Protein collapse driven against solvation free energy without H-bonds

Abstract

Proteins collapse and fold because intramolecular interactions and solvent entropy, which favor collapse, outweigh solute-solvent interactions that favor expansion. Since the protein backbone actively participates in protein folding and some intrinsically disordered proteins are glycine rich, oligoglycines are good models to study the protein backbone as it collapses, both during conformational changes in disordered proteins and during folding. The solvation free energies of short glycine oligomers become increasingly favorable as chain length increases. In contrast, the solubility limits of glycine oligomers decrease with increasing chain length, indicating that peptide-peptide, and potentially solvent-solvent interactions, overcome peptide-solvent interactions to favor aggregation at finite concentrations of glycine oligomers. We have recently shown that hydrogen- (H-) bonds do not contribute significantly to the concentration-based aggregation of pentaglycines but that dipole-dipole (CO) interactions between the amide groups on the backbone do. Here we demonstrate for the collapse of oligoglycines ranging in length from 15 to 25 residues similarly that H-bonds do not contribute significantly to collapse but that CO dipole interactions do. These results illustrate that some intrapeptide interactions that determine the solubility limit of short glycine oligomers are similar to those that drive the collapse of longer glycine peptides.

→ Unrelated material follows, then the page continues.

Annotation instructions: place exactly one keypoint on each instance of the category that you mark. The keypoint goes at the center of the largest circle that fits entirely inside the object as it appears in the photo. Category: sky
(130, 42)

Keywords: intrinsically disordered proteins; molecular dynamics; oligoglycine; simulation.

Figure 1

Probability distributions of the radius of gyration (R _g) for oligoglycines with 5 (Gly₅), 15 (Gly₁₅), and 25 (Gly₂₅) monomers and N‐methylated decaglycine (NMe‐Gly₁₀). Representative snapshots of Gly₁₅ (R _g of 7 Å) and NMe‐Gly₁₀ (R _g of 8 Å) are shown as a green model figure and cyan model figure respectively.

Figure 2

Normalized dipole–dipole correlations ( $〈{\mu }_i·{\mu }_j\left(r\right)〉$) as functions of distance in single oligoglycines of varying lengths at infinite dilution and in phase‐separated clusters containing 625 pentaglycines. Note that the curve for the clustered pentaglycine system includes both intrapeptide and interpeptide correlations. Correlations in NMe‐Gly₁₀ are shown in cyan.

Figure 3

Representative snapshot of Gly₁₅ with examples of peptide dipoles (shown as sticks) in conformations that lead to correlations observed in Figure 2. A pair of sequential residues with their dipole moments oriented parallel to each other are shown with C atoms colored magenta, a pair of sequential residues with their dipole moments oriented antiparallel to each other are shown with C atoms colored green, and two nonsequential residues that come together in a parallel orientation (separated by a distance of 4.4 Å) are shown with C atoms colored yellow.

Figure 4

The numbers of hydrogen (H) bonds in oligoglycines (black filled circles) and in clusters of comparable sizes (cyan filled squares) and the numbers of dipole–dipole (CO) interactions between the amide groups in oligoglycine (red, open, inverted triangles) and in clusters of comparable sizes (blue asterisks). CO interactions in NMe‐Gly₁₀ are shown as a green cross.

Figure 5

Average intrapeptide (A) and peptide–water (B) electrostatic energy components of Gly₂₅; and intramolecular (C) and solute–water (D) electrostatic energy components of NMe‐Gly₁₀ versus area respectively.